Enterprise risk leaders are heading into 2026 facing a more volatile world than ever before. Geopolitical instability, economic uncertainty, and regulatory pressure are reshaping how organizations operate. But one force is accelerating how all these risks surface and compound: AI.
According to ServiceNow’s 2026 Risk & Security Outlook, unpredictability and technology, particularly AI, have become the dominant drivers of enterprise-wide risk. They aren’t introducing entirely new threats. Instead, they’re accelerating the speed, scale, and interconnection of existing risks. As a result, even small failures can ripple quickly across systems, suppliers, and markets.
For our inaugural Risk & Security Outlook, we surveyed 1,000 senior executives across 11 industries worldwide.
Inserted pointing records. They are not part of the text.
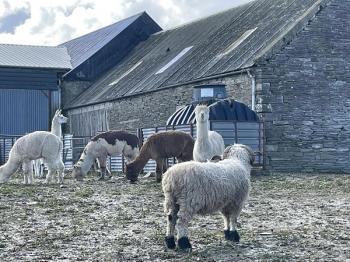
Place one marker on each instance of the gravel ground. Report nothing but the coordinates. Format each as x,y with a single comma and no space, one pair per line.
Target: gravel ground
289,217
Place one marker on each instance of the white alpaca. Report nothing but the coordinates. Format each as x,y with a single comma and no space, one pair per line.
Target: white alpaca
110,143
203,188
208,143
56,129
39,144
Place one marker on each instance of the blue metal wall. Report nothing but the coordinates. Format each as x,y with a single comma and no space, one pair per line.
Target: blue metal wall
28,78
23,111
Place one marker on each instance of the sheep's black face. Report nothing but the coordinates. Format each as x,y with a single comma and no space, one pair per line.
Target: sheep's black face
131,173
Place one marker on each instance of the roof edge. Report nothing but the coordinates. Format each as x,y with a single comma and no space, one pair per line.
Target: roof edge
235,72
292,30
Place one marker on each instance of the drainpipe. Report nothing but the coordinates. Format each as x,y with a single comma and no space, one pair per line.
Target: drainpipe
252,78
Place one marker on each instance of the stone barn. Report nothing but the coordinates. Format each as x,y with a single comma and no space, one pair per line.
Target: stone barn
288,60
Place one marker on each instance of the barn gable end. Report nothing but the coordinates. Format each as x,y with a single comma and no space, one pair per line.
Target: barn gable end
303,94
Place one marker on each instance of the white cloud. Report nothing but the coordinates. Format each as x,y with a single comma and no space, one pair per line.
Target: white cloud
53,22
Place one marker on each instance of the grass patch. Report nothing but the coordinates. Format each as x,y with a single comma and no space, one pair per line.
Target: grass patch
84,192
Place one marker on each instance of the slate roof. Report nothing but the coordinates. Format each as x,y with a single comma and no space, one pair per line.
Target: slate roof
34,56
82,48
225,42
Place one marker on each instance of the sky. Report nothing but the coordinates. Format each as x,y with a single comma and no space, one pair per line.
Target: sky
51,22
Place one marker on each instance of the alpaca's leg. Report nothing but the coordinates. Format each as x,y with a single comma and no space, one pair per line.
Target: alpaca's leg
50,173
28,172
9,168
60,172
184,217
159,169
165,165
171,223
102,164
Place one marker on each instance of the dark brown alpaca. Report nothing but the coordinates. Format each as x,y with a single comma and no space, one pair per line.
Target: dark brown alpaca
159,147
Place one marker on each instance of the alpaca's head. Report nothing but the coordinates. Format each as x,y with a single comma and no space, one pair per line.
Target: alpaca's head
131,172
215,159
59,118
240,152
130,153
202,113
77,173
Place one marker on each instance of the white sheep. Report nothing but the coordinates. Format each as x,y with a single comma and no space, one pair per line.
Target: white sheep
202,188
39,144
208,143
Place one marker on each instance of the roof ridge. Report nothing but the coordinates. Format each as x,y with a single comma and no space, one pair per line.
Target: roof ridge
199,19
104,27
41,46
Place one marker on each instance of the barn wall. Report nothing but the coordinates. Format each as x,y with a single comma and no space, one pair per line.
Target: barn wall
303,93
28,78
23,111
152,109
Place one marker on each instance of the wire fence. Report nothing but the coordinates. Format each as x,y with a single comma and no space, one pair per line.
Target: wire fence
248,133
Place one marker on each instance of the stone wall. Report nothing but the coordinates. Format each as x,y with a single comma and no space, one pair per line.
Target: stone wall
303,95
71,89
152,109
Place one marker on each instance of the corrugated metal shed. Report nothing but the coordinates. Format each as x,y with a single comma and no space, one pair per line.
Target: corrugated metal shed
34,56
98,51
28,78
23,111
221,43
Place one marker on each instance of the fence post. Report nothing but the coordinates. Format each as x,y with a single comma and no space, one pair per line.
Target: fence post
236,132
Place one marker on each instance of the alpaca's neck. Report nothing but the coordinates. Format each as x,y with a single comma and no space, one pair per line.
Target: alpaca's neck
142,159
8,169
202,131
56,128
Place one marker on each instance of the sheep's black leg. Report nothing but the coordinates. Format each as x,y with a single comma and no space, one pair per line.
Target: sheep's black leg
183,241
233,234
230,231
171,223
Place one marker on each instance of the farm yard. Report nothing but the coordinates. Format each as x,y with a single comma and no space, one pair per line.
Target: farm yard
289,217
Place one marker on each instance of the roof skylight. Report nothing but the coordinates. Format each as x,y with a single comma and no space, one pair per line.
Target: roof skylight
174,60
126,73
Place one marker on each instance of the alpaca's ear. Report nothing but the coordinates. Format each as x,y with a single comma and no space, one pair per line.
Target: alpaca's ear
226,151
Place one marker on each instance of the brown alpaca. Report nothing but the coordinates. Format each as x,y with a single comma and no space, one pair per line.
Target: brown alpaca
159,147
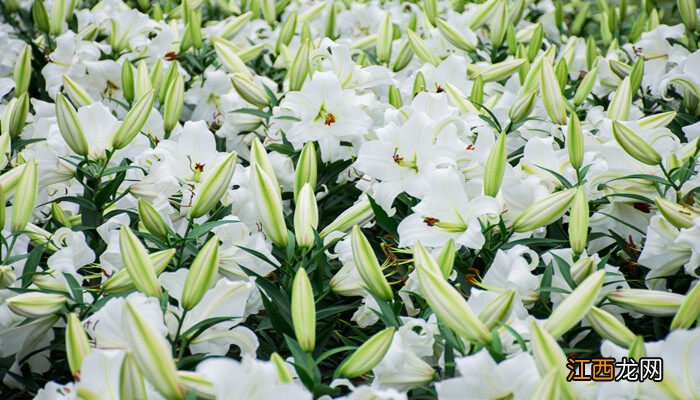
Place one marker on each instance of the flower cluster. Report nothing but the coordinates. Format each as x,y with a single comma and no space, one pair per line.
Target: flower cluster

Nearly half of organizations (47%) report low to moderate confidence in their risk posture over the next 12 months—leaving them poorly positioned if risks intensify in 2026, as many executives expect.
“AI is collapsing the distance between risk and response,” says Ben de Bont, chief information security officer at ServiceNow. “When systems, identities, and workflows are deeply interconnected, disruption doesn’t stay contained; it cascades across the business at machine speed. That means leaders have less margin for error—and less time to respond.”
The nature of risk itself is changing, according to many of the leaders we surveyed. Over the last three years, technology and AI risks have risen sharply, making today’s global risk landscape more unpredictable, interconnected, and complex.
This shift reflects how deeply AI has become embedded across the enterprise—and how tightly those systems are connected to other partners, platforms, and third parties. In such dense ecosystems, disruptions rarely stay local.
“Enterprise-wide risks today are shaped less by isolated failures and more by hidden dependencies,” says Dave Wright, chief innovation officer at ServiceNow. “As organizations share data and workflows across platforms, partners, and third parties, a single disruption can expose vulnerabilities far beyond where it originated.”
Executives overwhelmingly expect AI to intensify cyber risk over the next 12 months. The sharpest increases are expected in phishing and social engineering, insider threats, and data/IP theft, as adversaries use AI to automate reconnaissance, personalize attacks, and exploit weaknesses at scale.
Concern is also rising around disinformation, cloud misconfigurations, and denial-of-service attacks, particularly in cloud and SaaS environments, where missteps can go undetected until damage is done.
These trends are especially pronounced in sectors such as healthcare, nonprofits, and life sciences. Financial services and technology organizations report higher confidence—but remain far from immune.
“As AI becomes embedded across the enterprise, risk management becomes a leadership discipline, not just a technical one,” de Bont says. “Visibility and governance determine whether organizations absorb disruption or amplify it.”
(Click here to read the full Q&A with ServiceNow CISO Ben de Bont report.)
More than 80% of organizations are using generative and agentic AI, often across core business and risk workflows. But adoption is outpacing confidence—and, in many cases, governance.
Across every major risk dimension, many executives report low to moderate confidence in their ability to manage the downsides of these systems. The biggest concerns cluster around biased or unfair outputs, loss of human oversight, and sustainability impact from the energy required to power AI workloads.
Additional concerns include model drift and unintentional exposure of sensitive data. These are not edge cases. Rather, they are structural risks tied to how AI systems learn, act, and evolve over time.
The takeaway: Advanced AI rewards experience, discipline and sound governance. Organizations that move fast without governance accumulate risk. Over time, that risk will compound. Those that pair AI adoption with checks, governance, and deep oversight are far better positioned to capture value without amplifying exposure.
While risk priorities vary across industries and regions, AI consistently emerges as the factor accelerating exposure. Financial services, healthcare, and insurance face heightened risk due to sensitive data and regulatory scrutiny. Automotive, telecoms, and technology organizations face elevated operational and safety risks driven by software-defined products and global supply chains.
Across regions, executives describe different pressure points—but a shared concern that AI is amplifying both opportunity and vulnerability.
In North America, executives focus more heavily on AI-enabled cybercrime, cloud misconfigurations, and insider risk as digital complexity grows. In Europe, regulatory change and data governance loom larger, with AI risk closely tied to compliance and cross-border accountability. Across the Asia Pacific region, rapid innovation and geopolitical volatility heighten concern about how quickly AI-driven risks can emerge and cascade.